Lorsque Jacques Cartier revint du golfe du Saint-Laurent qu’il venait de découvrir, il ramena fièrement avec lui un arbre de belle stature. C’était en 1534. Ni le voyage, ni le sel marin, ni le manque d’eau, ni l’écrasant soleil, ni même les marins affamés n’eurent raison de cet arbre redoutablement résistant et il fut présenté aux Français comme l’«arbre de la vie». C’est en effet ainsi que les Hurons du Canada appelaient le thuya.
J’ai hérité comme de nombreux petits propriétaires d’une haie de ces «arbres de vie» et j’enrage devant la monotonie de cette verdure omniprésente dans le champ visuel suisse. Mon regard traîne parfois sur ma haie qui est longue de quelque 80 mètres et je ne peux pas ignorer que le temps de la taille approche. La tradition veut d’ailleurs que l’on taille les thuyas dans les mois en «a» (avril et août). Si l’arbre de vie résiste à tout et
peut donc être taillé à peu près n’importe comment, un fond d’angoisse persiste en moi, car une haie suisse, en thuyas ou autre, se doit d’être une haie parfaite.Comment dompter une haie de trois mètres de haut qui désire redevenir sauvage? Elle est comme un adolescent encombrant dont on désire la perfection. Un thuya non taillé prend la forme qu’il veut, il peut atteindre 30 mètres de haut et vivre 200 ans. Il faut donc freiner cette irrésistible croissance. J’ai trouvé une échelle qui ressemble à un petit pont sur laquelle je grimpe avec mon outil qui fait penser au museau du poisson-scie et j’égalise en coupant tout ce qui dépasse. La seule méthode, en bref, est de s’y mettre. Comme pour l’adolescent, rien ne nous prépare à la durée de la tâche et à sa répétitive monotonie.De temps à autre on prend de la distance et on admire le travail. «Oui, le sens global est approximativement cohérent». Les erreurs sont nombreuses, car le thuya cache sous son étonnante flexibilité une âme sensible. Certes il survit, mais trop rabattu, il garde des marques sèches où le vert ne repousse plus. L’avouerai-je? Ma haie mal aimée est couverte de cicatrices.

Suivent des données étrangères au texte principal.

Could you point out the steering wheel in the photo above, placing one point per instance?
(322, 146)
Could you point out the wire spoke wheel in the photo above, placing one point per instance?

«Que vont dire les gens?» est bien la seule motivation pour obtenir une haie parfaite. J’en vois qui ressemblent à des murs de béton vert et je peux imaginer la rigueur du jardinier qui les a disciplinées. Consciente de mon penchant pour les arbres moins domestiqués, je parle à ma haie adolescente tandis que je la coupe: «Tu rêves de Canada, de grandeur et de liberté, mais tu dois t’y faire: tu as été plantée dans le petit espace suisse et ici, il va falloir que tu gagnes ta liber- té autrement. Puisque tu ne peux pas la trouver dans la hauteur, trouve-la dans tes racines».